Hatırlamakta, hatırlatmakta fayda var. Unutmamak gerek, unutturmamak da.
Hadise mühim!
Vaktiyle CHP'nin başına geçecek en son isim kim deselerdi ve bu soruyu da CHP'lilere sorsalardı?...
Herhalde Kemal Kılıçdaroğlu 'en son kişi' olarak bile kimsenin aklına gelmezdi.
Dahası var; Kılıçdaroğlu gibi bir ismin Deniz Baykal'ı devirmesini hiç kimse hayal edebilir miydi?
Kesinlikle hayır!
Peki deve dişi gibi adamlar dururken Kılıçdaroğlu'nun Atatürk'ün kurduğu partide genel başkan olması mümkün müydü?
Asla!
Kılıçdaroğlu önce Soros'un yan kuruluşu TESEV'in kurucusu oldu. Sonra birileri eline mavi dosyalar tutuşturdu. O mavi dosyalardan biri de Abdullah Gül'e aitti mesela.
Yolsuzluk, usulsüzlük dosyası!
Kemal Bey o dosya önünde poz vermişti; arşivlerden bulabilirsiniz.
Kim derdi ki aynı Kemal Bey yıllar sonra Abdullah Gül'ün cumhurbaşkanlığı adaylığı için çırpınıp ter dökecek?
Neyse!
Bir el 'yolsuzluklarla mücadele eden' adam rolünü oynattı uzun süre Kılıçdaroğlu'na.
Sonra Deniz Baykal FETÖ marifetiyle bir kaset kumpasına kurban gitti.
Yerine Kılıçdaroğlu geldi.
Şaka gibiydi ama gerçekti.
Gezi'de ortalığı yangın yerine çeviren Vandalları cesaretlendirme görevi ona verilmişti.
17/25 Aralık FETÖ darbesinin sözcülüğünü de ona verdiler.
Hiç itiraz etmedi. Bir ölçüde bu görevleri layıkıyla yerine getirdi!
15 Temmuz'a 'tiyatro, kurgu diyeceksin' dediler, ikiletmedi.
'PYD terör örgütü değil' diyeceksin dediler, dedi.
Hâsılı ne dedilerse yaptı.
Hendek teröründe kan döken PKK'lı teröristlere 'arkadaşlar' bile dedi.
Vallahi hepsini yazmaya kalksam günler sürer.
Son tahlilde gelelim günümüze.
Birileri şimdi Kılıçdaroğlu'na 'Hafter ol' demiş.
'Guaido ol' demiş.
O da şimdi bu görevi ifa etmeye çalışıyor.
Paralel bir hükümet oluşturma gayretinde.
Orayı burayı basıyor, memurları tehdit ediyor, askere laf sayıyor.

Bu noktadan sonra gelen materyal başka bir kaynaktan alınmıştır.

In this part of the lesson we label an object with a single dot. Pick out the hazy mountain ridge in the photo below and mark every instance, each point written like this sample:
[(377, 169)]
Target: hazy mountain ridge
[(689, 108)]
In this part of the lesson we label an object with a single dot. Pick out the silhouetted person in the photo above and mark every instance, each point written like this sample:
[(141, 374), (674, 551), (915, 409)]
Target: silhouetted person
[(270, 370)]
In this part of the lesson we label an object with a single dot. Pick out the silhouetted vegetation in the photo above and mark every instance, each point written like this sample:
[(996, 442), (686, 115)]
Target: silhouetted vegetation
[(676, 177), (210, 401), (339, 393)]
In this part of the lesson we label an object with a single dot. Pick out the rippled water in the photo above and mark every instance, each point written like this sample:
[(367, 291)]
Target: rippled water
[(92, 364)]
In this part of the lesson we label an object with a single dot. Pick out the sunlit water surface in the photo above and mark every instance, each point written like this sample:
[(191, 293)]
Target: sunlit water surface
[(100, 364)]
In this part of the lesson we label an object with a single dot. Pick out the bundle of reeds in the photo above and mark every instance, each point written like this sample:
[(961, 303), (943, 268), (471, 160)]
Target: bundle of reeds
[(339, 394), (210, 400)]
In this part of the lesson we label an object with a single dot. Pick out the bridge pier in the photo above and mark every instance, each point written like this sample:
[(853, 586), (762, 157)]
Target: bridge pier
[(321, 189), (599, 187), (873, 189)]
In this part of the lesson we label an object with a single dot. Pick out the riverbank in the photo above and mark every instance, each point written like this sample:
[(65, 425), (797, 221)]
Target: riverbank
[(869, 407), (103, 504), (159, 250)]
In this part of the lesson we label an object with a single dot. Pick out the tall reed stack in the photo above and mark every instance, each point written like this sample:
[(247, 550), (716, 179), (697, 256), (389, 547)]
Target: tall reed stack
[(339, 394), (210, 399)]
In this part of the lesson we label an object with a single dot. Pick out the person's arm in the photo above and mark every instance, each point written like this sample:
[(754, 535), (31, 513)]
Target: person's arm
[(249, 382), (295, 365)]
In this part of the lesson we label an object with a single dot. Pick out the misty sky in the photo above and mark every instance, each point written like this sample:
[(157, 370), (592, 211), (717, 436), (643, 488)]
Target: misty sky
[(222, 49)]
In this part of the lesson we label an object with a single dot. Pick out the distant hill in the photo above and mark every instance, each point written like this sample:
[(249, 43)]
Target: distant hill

'Erdoğan meşru değil ben meşruyum' pozları veriyor. Milleti yok sayıyor. Öğretmeni, sanatçısı, çiftçisi, işçisi... Alayına saldırıyor, aşağılıyor.
Soros'un dünya üzerinde sayısız ülkede denediği bildik bir taktiktir bu.
Kadife, Yasemin, Gül bilmem ne devrimlerinden birini kendince hayata geçirmeye çalışıyor.
Bizimki 'Kaktüs Devrimi'ne teşne.
Şimdi en başa dönüp sırasıyla Gezi olaylarına benzer bir organizasyon tertipleyecek.
17/25 benzeri bir 'operasyon' çekecek!
Hendek olaylarını aratmayacak kalkışmalara çanak tutacak.
Yazın bir köşeye 'demişti' dersiniz.
Görünen o ki Kılıçdaroğlu'na birileri 'seni cumhurbaşkanı yapacağız' sözü vermiş.
Kılıçdaroğlu da cumhurbaşkanlığının oyla değil 'o sözle' mümkün olabileceğine inanmış.
Yazık!
Ve son bir not.
İktidar kendisine yönelik hazırlanan bu tertiplerin farkında mı bilmiyorum? En azından farkında olduğunu gösterir bir emare göremiyorum. Şundan emin olmalı ki önümüzdeki süreçte içeriden dışarıdan çok ağır saldırılara maruz kalacak. Şimdilerde tüm dikkatini, enerjisini kur üzerinden yapılan saldırılarla mücadeleye ayırmış durumda. Olan biteni tek cümleyle ifade etmek gerekirse birileri ustaca Erdoğan'ın dikkatini dağıtmaya çalışıyor.